私たちが広告物を目にしない日はない。テレビ、ラジオ、雑誌、新聞といった4大マスメディアはもちろん、Twitter・Instagram・Youtube等のSNSでも強制的に目の前に現れる広告を多く見かけるようになった。娯楽とセットになることの多い広告物だが、しばしば娯楽以上の予算と人手を注ぎ込まれて制作される。そこには広告主の存在が大きい。そんな独特なCM業界」で求められるナレーションは、番組や企業内動画でのナレーションと、どんな点が違うのだろう。

今回はコマーシャルの仕事に長年携わる、広告の企画・演出・コミュニケーションデザイン(消費者の共感性や購買意欲に働きかける仕掛け)を行う上野アキトさんに「CMナレーションの今、すべて。」をテーマにお話を伺う。そこには特殊なCM業界ならではの、知らなければ対応できないルールや作法があった。

上野アキト(うえの・アキト)/株式会社modoc所属。広告映像の企画と演出を中心に活動。 映像を中心に、広告キャンペーン全体の企画、web施策なども手掛けつつ、アニメーション、エンターテインメントコンテンツの企画や演出にも参加している。 《主なCMクライアント》 リクルート/ソニー/ネスレ/コカ・コーラ/他


上野さんのプロフィールを教えて下さい


育ちは東北です。雪ばかりの町でした。高校生の頃はスチールカメラマンやフォトグラファー志望だったので、大学は日本大学芸術学部写真学科へ進学。大学3年目までは割と真面目に写真を学んでいましたが、4年目からは「自分に写真を一生の仕事にする才能はないな」と思うように。軽く絶望しました。

一方で、大学在学中にショートムービー、テレビ、CMなどを撮影する映像の現場にアルバイトとして出入りするようになります。そこで経験した映像作りに、自分としては写真よりも可能性を感じました。CMの現場を経験してからは特に「コマーシャル制作に関わりたい」と強く思うようになり、卒業してからはCM制作プロダクションへ就職します。

当たり前ですが、新人は撮影や編集をいきなり任せてもらえません。まずは「プロダクション・マネージャー・アシスタント」という、テレビADさんなども行う、調査や段取り中心の「制作進行」という業務をします。「プロデューサー」の下に「プロダクション・マネージャー(制作)」がいて、「プロダクション・マネージャー・アシスタント(制作助手)」はさらにその下です。
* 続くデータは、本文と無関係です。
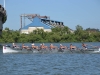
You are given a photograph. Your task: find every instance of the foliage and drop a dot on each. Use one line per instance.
(58, 34)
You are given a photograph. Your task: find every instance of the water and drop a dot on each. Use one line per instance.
(50, 64)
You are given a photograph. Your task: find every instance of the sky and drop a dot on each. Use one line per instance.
(85, 13)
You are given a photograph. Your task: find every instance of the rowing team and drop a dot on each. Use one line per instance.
(42, 46)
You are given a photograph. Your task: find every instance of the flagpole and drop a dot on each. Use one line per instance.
(4, 3)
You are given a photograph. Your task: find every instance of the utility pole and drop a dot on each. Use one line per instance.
(4, 3)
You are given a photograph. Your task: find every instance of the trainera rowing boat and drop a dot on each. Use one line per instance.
(8, 49)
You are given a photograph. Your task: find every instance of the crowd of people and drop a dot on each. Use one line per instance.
(43, 46)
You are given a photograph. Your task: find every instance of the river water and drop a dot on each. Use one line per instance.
(50, 63)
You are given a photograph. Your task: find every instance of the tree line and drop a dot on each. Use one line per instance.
(58, 34)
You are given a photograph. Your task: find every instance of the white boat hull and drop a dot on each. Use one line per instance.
(16, 50)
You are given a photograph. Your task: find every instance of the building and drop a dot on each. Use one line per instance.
(39, 22)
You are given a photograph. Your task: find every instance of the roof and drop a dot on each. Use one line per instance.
(51, 20)
(37, 23)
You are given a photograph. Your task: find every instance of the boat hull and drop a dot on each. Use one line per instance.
(19, 50)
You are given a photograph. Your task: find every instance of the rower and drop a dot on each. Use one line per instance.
(84, 45)
(34, 47)
(72, 47)
(14, 46)
(42, 46)
(52, 46)
(25, 47)
(62, 47)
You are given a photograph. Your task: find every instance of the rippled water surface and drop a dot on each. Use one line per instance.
(49, 64)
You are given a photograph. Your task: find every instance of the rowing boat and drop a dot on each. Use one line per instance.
(8, 49)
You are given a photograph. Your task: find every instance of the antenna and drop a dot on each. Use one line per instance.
(4, 3)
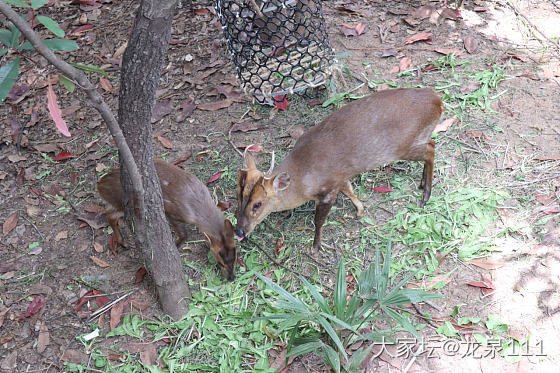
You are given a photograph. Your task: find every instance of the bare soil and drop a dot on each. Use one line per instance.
(61, 270)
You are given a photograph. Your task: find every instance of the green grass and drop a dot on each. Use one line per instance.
(231, 326)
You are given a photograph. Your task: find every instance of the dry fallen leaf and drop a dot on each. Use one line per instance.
(10, 223)
(116, 314)
(98, 247)
(246, 126)
(471, 43)
(404, 64)
(486, 263)
(216, 105)
(44, 338)
(421, 36)
(99, 262)
(443, 126)
(106, 84)
(296, 131)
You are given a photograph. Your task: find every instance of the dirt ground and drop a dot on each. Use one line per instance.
(523, 158)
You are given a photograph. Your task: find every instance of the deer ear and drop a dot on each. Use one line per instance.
(248, 161)
(211, 239)
(281, 181)
(228, 226)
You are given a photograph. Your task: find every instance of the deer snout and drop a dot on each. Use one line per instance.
(240, 233)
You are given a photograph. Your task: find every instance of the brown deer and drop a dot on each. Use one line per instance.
(186, 201)
(383, 127)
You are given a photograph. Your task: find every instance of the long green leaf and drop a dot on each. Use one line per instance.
(339, 322)
(340, 291)
(401, 320)
(365, 307)
(404, 296)
(334, 337)
(352, 307)
(8, 77)
(36, 4)
(315, 294)
(6, 37)
(305, 348)
(353, 365)
(51, 25)
(17, 3)
(366, 280)
(282, 292)
(332, 358)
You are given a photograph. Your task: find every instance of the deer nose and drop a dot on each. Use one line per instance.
(239, 232)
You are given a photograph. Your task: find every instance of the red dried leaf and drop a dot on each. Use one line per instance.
(81, 29)
(224, 205)
(55, 112)
(548, 158)
(471, 44)
(100, 262)
(116, 314)
(255, 148)
(185, 110)
(360, 28)
(36, 304)
(139, 275)
(444, 126)
(201, 11)
(246, 126)
(216, 105)
(10, 223)
(100, 299)
(481, 284)
(19, 177)
(215, 177)
(404, 64)
(449, 13)
(350, 30)
(201, 155)
(447, 50)
(182, 158)
(74, 178)
(382, 189)
(517, 56)
(94, 208)
(113, 245)
(486, 263)
(98, 247)
(281, 102)
(62, 156)
(421, 36)
(106, 84)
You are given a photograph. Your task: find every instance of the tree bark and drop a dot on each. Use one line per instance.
(141, 70)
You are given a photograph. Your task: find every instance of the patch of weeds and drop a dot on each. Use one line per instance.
(454, 220)
(316, 326)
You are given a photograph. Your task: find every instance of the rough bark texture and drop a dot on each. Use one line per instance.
(140, 74)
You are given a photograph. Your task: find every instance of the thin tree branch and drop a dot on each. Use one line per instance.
(97, 100)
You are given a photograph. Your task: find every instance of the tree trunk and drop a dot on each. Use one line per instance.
(140, 74)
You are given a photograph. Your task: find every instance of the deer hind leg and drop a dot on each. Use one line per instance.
(428, 173)
(181, 231)
(113, 220)
(322, 207)
(349, 192)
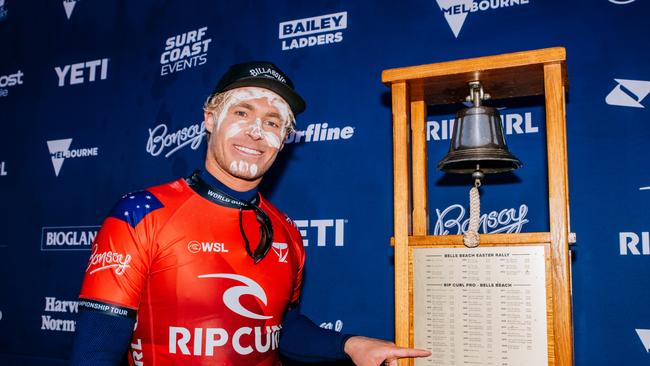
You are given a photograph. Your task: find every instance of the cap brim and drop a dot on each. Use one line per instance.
(294, 100)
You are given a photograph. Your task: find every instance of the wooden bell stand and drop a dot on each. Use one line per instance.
(537, 72)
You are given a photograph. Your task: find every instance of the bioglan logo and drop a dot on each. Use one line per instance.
(628, 93)
(644, 336)
(82, 72)
(11, 80)
(57, 238)
(162, 141)
(60, 150)
(68, 6)
(244, 340)
(322, 232)
(315, 31)
(206, 247)
(452, 220)
(456, 11)
(513, 123)
(318, 132)
(52, 304)
(185, 51)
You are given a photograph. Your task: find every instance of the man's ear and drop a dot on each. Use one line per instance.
(208, 120)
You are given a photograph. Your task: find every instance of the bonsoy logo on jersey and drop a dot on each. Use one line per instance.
(244, 340)
(455, 11)
(82, 72)
(513, 123)
(628, 93)
(60, 150)
(315, 31)
(323, 232)
(185, 51)
(68, 6)
(7, 81)
(319, 132)
(163, 141)
(67, 237)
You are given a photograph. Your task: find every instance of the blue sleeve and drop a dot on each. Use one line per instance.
(302, 340)
(101, 339)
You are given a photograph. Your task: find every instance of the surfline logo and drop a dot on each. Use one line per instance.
(455, 11)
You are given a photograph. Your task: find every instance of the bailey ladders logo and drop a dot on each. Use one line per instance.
(456, 11)
(231, 297)
(628, 93)
(60, 150)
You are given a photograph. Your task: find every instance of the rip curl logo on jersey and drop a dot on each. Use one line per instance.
(7, 81)
(206, 247)
(231, 297)
(120, 262)
(319, 132)
(513, 124)
(452, 221)
(68, 6)
(314, 31)
(282, 250)
(644, 336)
(185, 51)
(628, 93)
(456, 11)
(161, 140)
(60, 150)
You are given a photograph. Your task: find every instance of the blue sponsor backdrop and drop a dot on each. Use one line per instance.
(95, 101)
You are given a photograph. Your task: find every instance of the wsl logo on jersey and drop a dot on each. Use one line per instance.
(318, 132)
(455, 11)
(628, 93)
(68, 237)
(82, 72)
(513, 123)
(185, 51)
(60, 150)
(7, 81)
(315, 31)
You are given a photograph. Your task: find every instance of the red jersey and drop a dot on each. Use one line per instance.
(178, 259)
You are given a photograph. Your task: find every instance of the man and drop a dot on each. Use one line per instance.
(184, 272)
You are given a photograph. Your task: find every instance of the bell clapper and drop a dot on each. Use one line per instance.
(471, 239)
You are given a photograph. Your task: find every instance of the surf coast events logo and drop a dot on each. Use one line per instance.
(314, 31)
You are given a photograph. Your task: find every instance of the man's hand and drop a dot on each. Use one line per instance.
(374, 352)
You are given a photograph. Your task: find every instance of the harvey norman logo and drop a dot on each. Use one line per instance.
(67, 237)
(513, 123)
(455, 11)
(314, 31)
(628, 93)
(60, 150)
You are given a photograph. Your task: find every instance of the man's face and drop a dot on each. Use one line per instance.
(247, 133)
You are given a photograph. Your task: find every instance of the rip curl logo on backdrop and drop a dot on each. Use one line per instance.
(60, 150)
(456, 11)
(628, 93)
(314, 31)
(231, 297)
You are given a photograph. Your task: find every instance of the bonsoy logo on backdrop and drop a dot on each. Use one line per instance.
(82, 72)
(68, 6)
(455, 11)
(513, 123)
(185, 51)
(162, 140)
(68, 237)
(324, 232)
(60, 150)
(11, 80)
(316, 132)
(628, 93)
(315, 31)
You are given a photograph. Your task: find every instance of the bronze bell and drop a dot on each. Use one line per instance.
(477, 141)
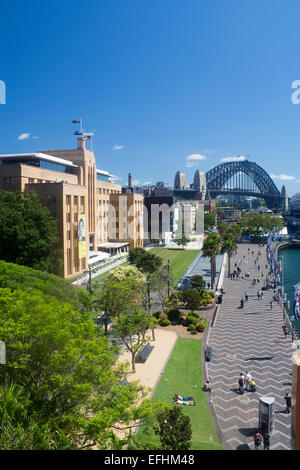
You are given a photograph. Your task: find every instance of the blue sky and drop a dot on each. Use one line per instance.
(159, 79)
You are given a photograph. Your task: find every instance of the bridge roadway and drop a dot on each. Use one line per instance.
(249, 339)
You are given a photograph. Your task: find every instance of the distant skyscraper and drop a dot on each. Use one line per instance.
(199, 182)
(180, 180)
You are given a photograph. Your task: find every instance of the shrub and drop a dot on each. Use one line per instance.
(163, 316)
(156, 314)
(190, 320)
(200, 326)
(174, 315)
(192, 328)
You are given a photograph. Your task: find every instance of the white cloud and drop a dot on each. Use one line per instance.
(282, 177)
(237, 158)
(24, 136)
(193, 159)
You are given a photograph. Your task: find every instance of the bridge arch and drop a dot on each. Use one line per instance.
(217, 177)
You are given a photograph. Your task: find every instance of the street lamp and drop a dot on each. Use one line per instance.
(149, 304)
(168, 278)
(89, 285)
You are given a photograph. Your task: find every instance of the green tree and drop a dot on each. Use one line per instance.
(174, 429)
(191, 298)
(131, 327)
(211, 248)
(197, 282)
(209, 220)
(258, 225)
(28, 231)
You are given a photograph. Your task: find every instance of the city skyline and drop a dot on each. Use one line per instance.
(164, 88)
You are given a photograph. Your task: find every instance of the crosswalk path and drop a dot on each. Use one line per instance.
(249, 339)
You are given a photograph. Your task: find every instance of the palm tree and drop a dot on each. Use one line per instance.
(211, 248)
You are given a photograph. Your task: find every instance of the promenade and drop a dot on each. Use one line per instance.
(249, 339)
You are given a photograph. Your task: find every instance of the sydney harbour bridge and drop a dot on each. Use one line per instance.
(243, 179)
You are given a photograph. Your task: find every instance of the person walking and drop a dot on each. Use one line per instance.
(241, 383)
(288, 401)
(257, 440)
(266, 439)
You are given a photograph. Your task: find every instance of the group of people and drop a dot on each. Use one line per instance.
(180, 400)
(246, 382)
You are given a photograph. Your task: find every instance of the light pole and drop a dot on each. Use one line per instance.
(89, 285)
(168, 278)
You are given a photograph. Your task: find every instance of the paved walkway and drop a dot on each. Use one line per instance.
(249, 339)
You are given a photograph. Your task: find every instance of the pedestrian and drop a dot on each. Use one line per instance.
(257, 440)
(288, 401)
(241, 383)
(258, 294)
(266, 438)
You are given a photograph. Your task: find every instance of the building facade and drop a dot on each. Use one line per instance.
(83, 200)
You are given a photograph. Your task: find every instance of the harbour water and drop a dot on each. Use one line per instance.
(291, 271)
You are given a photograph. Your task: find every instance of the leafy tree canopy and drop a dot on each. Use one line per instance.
(28, 231)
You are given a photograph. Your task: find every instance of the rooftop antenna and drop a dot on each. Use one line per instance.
(85, 135)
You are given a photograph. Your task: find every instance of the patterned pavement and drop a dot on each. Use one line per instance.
(249, 339)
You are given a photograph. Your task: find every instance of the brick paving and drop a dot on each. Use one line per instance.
(249, 339)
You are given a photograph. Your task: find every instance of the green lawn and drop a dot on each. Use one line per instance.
(180, 260)
(103, 276)
(181, 375)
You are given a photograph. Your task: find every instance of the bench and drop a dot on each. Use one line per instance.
(144, 353)
(208, 353)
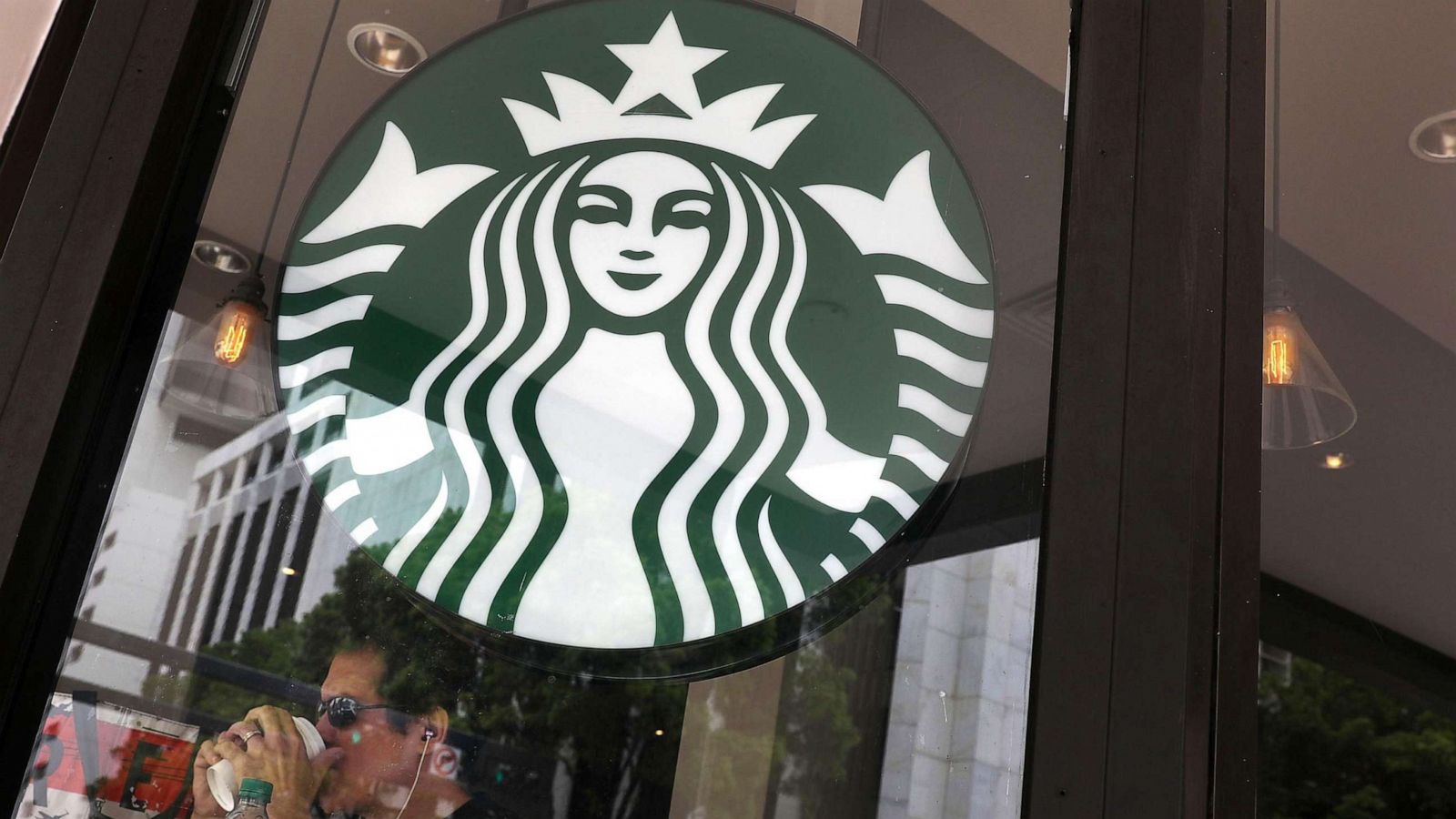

本来は業務が異なるのでプロデューサーと制作は並列ですが、経験や立場上ヒエラルキーがあります。いずれはプロデューサーやディレクターなどにステップアップしていきます…お恥ずかしい話なのですが、僕は大学卒業後2社のプロダクションに勤め、どちらも1年も経たずにドロップアウトしています。

とにかく制作の仕事はハードで。帰れない、眠れない、風呂に入れないのはザラ。今思えばパワハラ・セクハラ・アルハラなども酷くて、本当に辛かったです。時代かもしれませんが。フィジカルもメンタルも弱かったのだろうと思います。この業界ではやっていけないと思いました。でも、なぜか3社目、またCMプロダクションに入社してしまって(笑)そこで働いたことが、僕の転機になりました。


3つ目の会社は人数も多く、一人にそこまで仕事が集中しない環境でしたし、僕も開き直って意思表示をするようになりました。無言で限界まで堪える様な働き方をやめ、「無理です」と言うように。…言っても別に怒られたり見放されたり、なんてことはなかったです。もしかしたら、1社目も、2社目も、それが言えたら良かったのかな…と。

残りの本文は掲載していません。